The owners of the Jefferson's franchise in Chattanooga said they hope "to someday be able to serve the Chattanooga area again," but the sports bar at 618 Georgia Avenue is now "permanently closed."
"It's been a pleasure and honor to serve this wonderful community for nearly a decade and we cannot express our appreciation enough to the amazing guests and staff," the owners of the local Jefferson's restaurant said in a Facebook post about the restaurant closing. "We will cherish the memories made and encourage you to visit other awesome Jefferson's locations throughout the Southeast."

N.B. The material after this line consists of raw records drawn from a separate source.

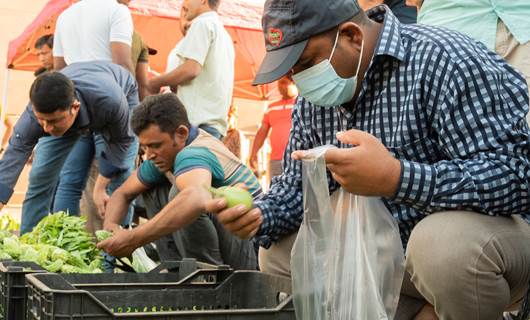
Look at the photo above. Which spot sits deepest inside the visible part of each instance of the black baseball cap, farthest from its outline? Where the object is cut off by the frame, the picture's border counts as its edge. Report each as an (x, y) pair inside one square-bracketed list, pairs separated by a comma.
[(288, 25)]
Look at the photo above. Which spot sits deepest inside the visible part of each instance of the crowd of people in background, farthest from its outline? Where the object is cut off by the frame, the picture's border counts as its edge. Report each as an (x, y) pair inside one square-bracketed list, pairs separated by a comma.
[(436, 113)]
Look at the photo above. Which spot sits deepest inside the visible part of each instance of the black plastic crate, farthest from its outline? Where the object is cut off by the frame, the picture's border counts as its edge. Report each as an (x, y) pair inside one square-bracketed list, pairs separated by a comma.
[(13, 287), (206, 294)]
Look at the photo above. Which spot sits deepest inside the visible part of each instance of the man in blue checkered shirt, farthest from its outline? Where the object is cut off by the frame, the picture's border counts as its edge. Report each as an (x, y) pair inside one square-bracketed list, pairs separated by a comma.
[(427, 119)]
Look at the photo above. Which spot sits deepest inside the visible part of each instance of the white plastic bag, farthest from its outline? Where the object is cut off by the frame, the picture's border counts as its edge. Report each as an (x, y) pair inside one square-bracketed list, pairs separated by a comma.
[(347, 262)]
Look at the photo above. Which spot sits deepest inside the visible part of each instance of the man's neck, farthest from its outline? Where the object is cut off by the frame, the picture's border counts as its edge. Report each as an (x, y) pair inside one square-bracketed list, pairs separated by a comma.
[(204, 10), (372, 32)]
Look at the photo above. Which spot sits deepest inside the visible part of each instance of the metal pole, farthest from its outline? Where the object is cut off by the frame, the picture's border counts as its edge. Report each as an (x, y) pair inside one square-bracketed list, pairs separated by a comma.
[(3, 110)]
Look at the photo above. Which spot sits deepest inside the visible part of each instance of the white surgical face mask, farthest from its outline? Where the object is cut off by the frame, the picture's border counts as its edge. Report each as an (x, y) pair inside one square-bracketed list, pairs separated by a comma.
[(322, 86)]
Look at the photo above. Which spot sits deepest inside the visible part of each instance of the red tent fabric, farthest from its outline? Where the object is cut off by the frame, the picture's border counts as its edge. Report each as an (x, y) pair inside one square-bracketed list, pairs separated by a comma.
[(157, 22)]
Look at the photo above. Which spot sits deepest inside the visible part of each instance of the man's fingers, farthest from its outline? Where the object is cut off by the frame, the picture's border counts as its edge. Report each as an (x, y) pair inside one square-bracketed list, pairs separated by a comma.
[(353, 137), (298, 155), (238, 219), (336, 156), (249, 230), (233, 214), (103, 244), (216, 205)]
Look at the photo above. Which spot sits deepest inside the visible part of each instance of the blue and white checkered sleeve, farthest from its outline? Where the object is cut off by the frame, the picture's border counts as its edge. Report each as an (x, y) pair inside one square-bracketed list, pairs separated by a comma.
[(282, 206), (481, 129)]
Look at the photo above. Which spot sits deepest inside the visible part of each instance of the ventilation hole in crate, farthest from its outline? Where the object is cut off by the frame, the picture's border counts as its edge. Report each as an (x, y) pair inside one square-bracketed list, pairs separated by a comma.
[(281, 296)]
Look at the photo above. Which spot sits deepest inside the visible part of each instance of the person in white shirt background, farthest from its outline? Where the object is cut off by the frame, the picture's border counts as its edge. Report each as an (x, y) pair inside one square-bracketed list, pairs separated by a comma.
[(205, 80)]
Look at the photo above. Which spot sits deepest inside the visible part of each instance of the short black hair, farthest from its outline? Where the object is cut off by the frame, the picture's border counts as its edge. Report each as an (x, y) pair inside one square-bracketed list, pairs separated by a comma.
[(164, 110), (214, 4), (52, 91), (46, 39)]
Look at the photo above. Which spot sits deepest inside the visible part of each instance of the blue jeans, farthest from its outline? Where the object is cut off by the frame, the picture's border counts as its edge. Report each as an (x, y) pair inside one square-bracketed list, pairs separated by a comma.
[(70, 158)]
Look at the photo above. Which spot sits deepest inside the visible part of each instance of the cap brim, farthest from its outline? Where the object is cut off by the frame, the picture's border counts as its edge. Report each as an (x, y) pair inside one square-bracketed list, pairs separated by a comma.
[(277, 63), (152, 51)]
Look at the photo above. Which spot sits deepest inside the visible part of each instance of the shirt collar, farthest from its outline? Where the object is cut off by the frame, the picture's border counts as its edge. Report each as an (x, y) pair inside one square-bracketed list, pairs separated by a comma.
[(83, 118), (390, 42), (207, 14), (194, 132)]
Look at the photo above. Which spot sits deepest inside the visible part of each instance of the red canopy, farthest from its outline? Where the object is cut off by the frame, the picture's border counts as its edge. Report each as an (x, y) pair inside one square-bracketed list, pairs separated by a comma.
[(157, 22)]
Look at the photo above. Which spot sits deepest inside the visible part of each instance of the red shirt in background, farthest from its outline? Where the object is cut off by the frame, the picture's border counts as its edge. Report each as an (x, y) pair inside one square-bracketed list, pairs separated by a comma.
[(278, 118)]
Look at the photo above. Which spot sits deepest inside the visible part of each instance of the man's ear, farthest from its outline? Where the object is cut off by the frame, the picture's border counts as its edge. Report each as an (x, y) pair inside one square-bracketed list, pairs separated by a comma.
[(182, 132), (75, 107), (353, 33)]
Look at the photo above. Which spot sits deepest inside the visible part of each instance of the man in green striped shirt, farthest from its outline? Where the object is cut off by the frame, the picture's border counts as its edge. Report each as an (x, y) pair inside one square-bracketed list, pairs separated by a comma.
[(182, 163)]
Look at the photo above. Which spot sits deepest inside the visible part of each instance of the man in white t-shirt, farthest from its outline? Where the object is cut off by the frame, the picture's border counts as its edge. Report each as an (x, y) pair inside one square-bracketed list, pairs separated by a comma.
[(85, 30), (205, 80)]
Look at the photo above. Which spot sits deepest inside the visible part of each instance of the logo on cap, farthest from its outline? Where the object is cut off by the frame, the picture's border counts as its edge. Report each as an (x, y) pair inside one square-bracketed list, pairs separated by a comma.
[(275, 36)]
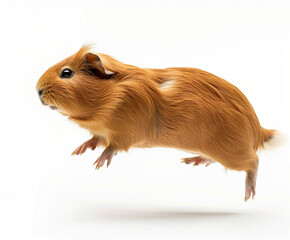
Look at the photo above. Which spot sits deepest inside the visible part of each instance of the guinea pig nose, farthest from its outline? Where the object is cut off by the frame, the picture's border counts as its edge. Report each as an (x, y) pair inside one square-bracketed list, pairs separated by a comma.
[(40, 92)]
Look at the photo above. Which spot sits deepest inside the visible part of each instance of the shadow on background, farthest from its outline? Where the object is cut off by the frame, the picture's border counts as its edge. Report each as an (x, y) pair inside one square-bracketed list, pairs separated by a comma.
[(141, 214)]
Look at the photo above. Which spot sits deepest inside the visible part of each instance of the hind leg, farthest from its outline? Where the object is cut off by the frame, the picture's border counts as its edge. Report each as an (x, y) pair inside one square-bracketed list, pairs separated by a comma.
[(243, 161), (251, 183)]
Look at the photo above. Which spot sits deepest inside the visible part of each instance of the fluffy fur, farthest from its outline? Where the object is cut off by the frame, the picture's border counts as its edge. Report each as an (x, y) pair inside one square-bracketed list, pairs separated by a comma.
[(184, 108)]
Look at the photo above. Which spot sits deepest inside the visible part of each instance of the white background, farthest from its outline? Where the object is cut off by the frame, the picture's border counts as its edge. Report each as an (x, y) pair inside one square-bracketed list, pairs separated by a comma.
[(145, 193)]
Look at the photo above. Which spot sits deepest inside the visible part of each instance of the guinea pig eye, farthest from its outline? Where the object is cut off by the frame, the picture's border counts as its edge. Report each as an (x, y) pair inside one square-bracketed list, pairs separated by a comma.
[(66, 73)]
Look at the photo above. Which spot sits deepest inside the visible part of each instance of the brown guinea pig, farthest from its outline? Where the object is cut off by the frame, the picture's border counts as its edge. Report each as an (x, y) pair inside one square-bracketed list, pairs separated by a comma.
[(124, 106)]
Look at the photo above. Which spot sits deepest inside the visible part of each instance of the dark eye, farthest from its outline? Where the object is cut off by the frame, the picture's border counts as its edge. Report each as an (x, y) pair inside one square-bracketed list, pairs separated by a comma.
[(66, 73)]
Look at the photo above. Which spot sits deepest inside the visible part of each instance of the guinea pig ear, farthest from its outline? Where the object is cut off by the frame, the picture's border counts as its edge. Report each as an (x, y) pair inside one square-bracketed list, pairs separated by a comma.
[(93, 65)]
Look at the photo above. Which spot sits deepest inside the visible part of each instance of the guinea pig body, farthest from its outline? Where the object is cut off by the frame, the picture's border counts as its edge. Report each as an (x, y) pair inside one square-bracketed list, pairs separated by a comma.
[(124, 106)]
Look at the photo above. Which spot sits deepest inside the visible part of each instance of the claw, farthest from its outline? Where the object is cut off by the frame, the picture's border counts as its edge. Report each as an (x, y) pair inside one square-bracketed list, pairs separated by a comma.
[(107, 154), (92, 143)]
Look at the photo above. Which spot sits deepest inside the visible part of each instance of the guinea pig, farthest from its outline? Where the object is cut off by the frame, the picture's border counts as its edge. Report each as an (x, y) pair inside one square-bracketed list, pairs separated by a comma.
[(124, 106)]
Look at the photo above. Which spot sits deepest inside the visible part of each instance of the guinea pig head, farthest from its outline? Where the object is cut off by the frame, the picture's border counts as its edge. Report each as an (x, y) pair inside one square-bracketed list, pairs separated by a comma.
[(79, 86)]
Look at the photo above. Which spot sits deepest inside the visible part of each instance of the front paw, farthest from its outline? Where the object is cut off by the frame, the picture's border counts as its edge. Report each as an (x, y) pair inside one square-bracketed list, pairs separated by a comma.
[(107, 154), (92, 143)]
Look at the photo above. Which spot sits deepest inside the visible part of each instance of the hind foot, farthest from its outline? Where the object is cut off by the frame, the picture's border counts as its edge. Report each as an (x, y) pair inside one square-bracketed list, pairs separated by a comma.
[(250, 184), (107, 154), (92, 143), (198, 160)]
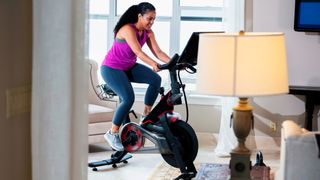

Jefferson's, which was started by a group of former Jacksonville State University students in Jacksonville, Alabama in 1991, continues to operate 29 other company- and franchise-owned restaurants, including other locations in the region in Trenton, Cartersville, Rome and Summerville in Northwest Georgia and in Fort Payne, Scottsboro and Gadsden in Northeast Alabama. Jefferson's also has other locations in Tennessee in Manchester, Murfreesboro and Fairview.
Jefferson's specializes in hamburgers, chicken wings and oysters. Like other restaurants and taverns that cater to sports fans and social gatherings, the coronavirus pandemic has limited bar activity and cut sales for Jefferson's this year.
Denise Crowell and Cyndi Roberts opened the Jefferson's franchise in Chattanooga in January 2011 in the site of where Brass Register became a downtown landmark across from the Hamilton County Courthouse for 27 years before it closed in 1999. The Brass Register originally opened in 1973, the first establishment to do so after the city allowed liquor by the drink.
The restaurant was housed in a 9,641 square feet house built in 1920.
The closing of Jefferson's follows the closing of Beast + Barrel on the Northshore last month, Karl's restaurant in Hixson in the spring and several Pizza Hut restaurants in Chattanooga already this year.
Nationwide, a survey in September by the National Restaurant Association estimates that nearly one in six restaurants, of nearly 100,000 restaurants, may ultimately close or shut down for prolonged periods, putting nearly 3 million employees out of work.
The survey, which asked restaurant operators in September about the six-month impact of the pandemic on their businesses, found that the food service industry lost $165 billion in revenue March–July and is on track to lose $240 billion this year.